Nurr1 is a protein which causes the development of dopamine neurons in the embryo. Expression of Nurr1 continues throughout life. Nurr1 appears to be a constitutively active nuclear hormone receptor. Why? Because the place where ligands (such as thyroid hormone, steroid hormones) bind to the protein is closed. A few mutations in the Nurr1 gene have been associated with familial parkinsonism.

Nurr1 functions by forming a heterodimer with the Retinoid X Receptor alpha (RXRalpha), another nuclear hormone receptor, but one which does have an open binding pocket.

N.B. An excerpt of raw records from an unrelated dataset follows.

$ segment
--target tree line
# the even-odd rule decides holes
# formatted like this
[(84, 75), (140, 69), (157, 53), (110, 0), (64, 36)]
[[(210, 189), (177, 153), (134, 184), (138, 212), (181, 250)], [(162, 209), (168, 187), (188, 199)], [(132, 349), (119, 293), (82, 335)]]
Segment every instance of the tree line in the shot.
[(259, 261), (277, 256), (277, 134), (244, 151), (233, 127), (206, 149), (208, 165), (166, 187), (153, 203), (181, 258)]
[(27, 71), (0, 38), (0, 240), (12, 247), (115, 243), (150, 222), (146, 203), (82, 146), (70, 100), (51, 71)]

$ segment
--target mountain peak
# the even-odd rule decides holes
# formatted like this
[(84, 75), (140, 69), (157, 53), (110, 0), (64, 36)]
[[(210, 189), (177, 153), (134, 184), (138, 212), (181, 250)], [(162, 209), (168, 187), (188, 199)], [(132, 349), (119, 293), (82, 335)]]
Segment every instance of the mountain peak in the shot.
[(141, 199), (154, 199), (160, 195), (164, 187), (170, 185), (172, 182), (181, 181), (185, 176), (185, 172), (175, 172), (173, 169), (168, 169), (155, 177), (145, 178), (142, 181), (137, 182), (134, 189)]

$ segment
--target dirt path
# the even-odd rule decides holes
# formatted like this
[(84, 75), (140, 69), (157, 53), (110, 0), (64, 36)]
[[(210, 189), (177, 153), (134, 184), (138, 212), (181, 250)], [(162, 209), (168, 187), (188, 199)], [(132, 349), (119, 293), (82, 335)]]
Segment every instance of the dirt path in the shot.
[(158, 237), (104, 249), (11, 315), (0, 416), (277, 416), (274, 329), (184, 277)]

A compound called BRF110 was shown by the following paper [ Proc. Natl. Acad. Sci. vol. 114 pp. 3795 – 3797, 3999 – 4004 ’17 ] to bind to the ligand pocked of RXRalpha increasing its activity. The net effect is to enhance expression of dopamine neuron specific genes.

More to the point MPP+ is a toxin pretty selective for dopamine neurons (it kills them). BRF110 helps survival against MPP+ (but only if given before toxin administration). This wouldn’t be so bad because something is causing dopamine neurons to die (perhaps its a toxin), so BRF110 may fight the decline in dopamine neuron numbers, rather than treating the symptoms of dopamine deficiency.

So there you have it 3 possible new approaches to therapy for 3 bad disease all in one weeks issue of PNAS. Not easy reading, perhaps, but this is where therapy is going to come from (hopefully soon).

An obvious idea we’ve all missed

In 3+ decades as a clinical neurologist I saw several hundred unfortunate people with primary brain tumors. Not one of them was made of proliferating neurons. Not a single one. Most were tumors derived from glial cells (gliomas, glioblastomas, astrocytomas, oligodendrogliomas) which make up half the cells in the brain. Some came from the coverings of the brain (meningiomas), or the ventricular lining (ependymomas).

A recent paper in Nature (vol. 543 pp.681 – 686 ’17) decided that it might be worthwhile to figure out why some organs rarely if ever develop cancer (brain, heart, skeletal muscle). Obvious isn’t it? But no one did it until now.

Most of these tissues are terminally differentiated (unlike, skin, lung, breast and gut) and don’t undergo cellular division. This means that they don’t have to copy their DNA over and over to replenish old and dying cells, and so they are much less likely to develop mutation.

They also use oxidative phosphorylation (a mitochondrial function) rather than glycolysis to generate energy. So they looked for genes that were upregulated in terminally differentiated muscle (not brain) cells relative to proliferating muscle cell precursors. Not a complicated idea to test once you think of it (but you and I didn’t). They found 5 such, and tested them for their ability to suppress tumor growth. One such (LACTB) decreased the growth rate of a variety of tumor cells in vitro and in vivo (e.g.– when transplanted into immunodeficient animals). Amazingly it seems to have no effect on normal cells.

Showing how little we understand the goings on inside our cells, why don’t you try to guess what LACTB given your (and our) knowledge of cellular biochemistry and physiology.

LACTB changes mitochondrial lipid metabolism, by reducing the rate of decarboxylation of mitochondrial phosphatidyl serine — say what?

Even when you know what LACTB is doing you’d be hard pressed to figure out how this effect slows cancer cell growth (and possibly prevents it from occuring at all).

So given our knowledge we’d have never found LACTB and having found it we still don’t know how it works.